He hit short on the seventh hole and knocked in a 6-footer for par — his longest par putt of the day — but couldn't salvage par out of the rough at No. 8. His only truly bad swing put him on the side of the hill on the par-5 ninth, which he also bogeyed.

At the 10th hole, his approach shot was short again, then he blasted from bunker to bunker for another double bogey.

As Fujikawa's mom walked down the 11th fairway, two strangers stopped her to thank her for bringing up a son so engaging and polite that he would acknowledge a small boy yelling for him in the middle of his rough round with a smile.

"He really made that kid's day," the man said. Lori thanked the couple, then said, "He's not smiling much now."

The crowd of about 100 — with two security guards — that walked Montreux's steep hills in 95-degree heat on the front nine melted into a small, quiet ohana of about 30 — with a sheriff on a bike — on the back. They watched in shock as Fujikawa whiffed his third shot on the par-5 11th.

"Terrible," Fujikawa recalled. "The rough was like super long and it (the ball) was sitting all the way at the bottom. It was like, 'No way I'm going to go under this ball because it's basically impossible.' So I opened up the face and hit down on it and just went right under it. I was like, 'OK, that wasn't too good.' I didn't expect that to happen. The ball was sitting all the way at the bottom and you usually don't go under it when it's on the bottom. Weird."

That stretch from Nos. 8 to 11 "just killed me," Fujikawa said. Even a 14-foot birdie putt on the 13th helped little.

"I couldn't get anything going out there," said Fujikawa, who practiced his putting deep into the night after Wednesday's Pro-Am. "Hopefully, tomorrow I'll get a few birdies and get my distances correct and shoot a pretty good score."

Hansen said he was surprised Fujikawa's number was so high. He also said he accepted the caddie job because Fujikawa "fascinates me with some of the shots he pulls off. He truly fascinates me."

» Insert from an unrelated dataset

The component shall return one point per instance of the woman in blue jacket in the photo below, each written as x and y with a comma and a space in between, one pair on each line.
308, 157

That's what brought The Golf Channel and about 200 people to the first tee — including one camera man in a tree — to see Fujikawa off on his professional odyssey. They did not see what they had hoped, nor did the irrepressible Fujikawa, who is already learning on the job and close to committing to his second tournament. The family expects him to play in a Canadian Tour event this month.

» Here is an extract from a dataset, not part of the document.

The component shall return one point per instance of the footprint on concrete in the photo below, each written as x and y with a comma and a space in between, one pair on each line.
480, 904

First, he has to get through the Reno-Tahoe today.

NOTES

Jose Coceres is in second, a shot behind Steve Flesch, thanks to a hole-in-one on the seventh hole.

This being Nevada, there are odds on the Reno-Tahoe Open. Lucas Glover is the favorite, at 12 to 1. Defending champion Will MacKenzie, who opened with a 66, is a bit down the list at 25 to 1. Dean Wilson is the only Hawai'i golfer on the sheet, which goes 43 deep, at 60 to 1.

Wilson shot 71 yesterday, playing the front nine in 3-under. Parker McLachlin, the 1996 Hawai'i state high school champion who now represents Waikoloa, rallied for a 72 after playing the front nine in 3-over.

Crocs had invaded the golf course, even the gated community/private club of Montreux. Caddies Austin Na (for Kevin Na), Chad Antus (Chris Tidland) and Mark Loser (Paul Stankowski) are wearing the rubber sandals. The company now has a PGA Tour-branded pair.

Due to "extreme drought conditions" there is no smoking allowed at the tournament this year.

MAHAN IN THE HUNT ONCE AGAIN

AKRON, Ohio — Coming off four consecutive top 10s that included his first PGA Tour win, Hunter Mahan overcame a sloppy double bogey with a stretch of five birdies in seven holes for a 3-under 67, giving him a share of the lead with Paul Casey and Rory Sabbatini at the Bridgestone Invitational yesterday.

"It's just exciting to play this good, to feel like I'm finally reaching my potential and finally playing the way I can," Mahan, 25, said.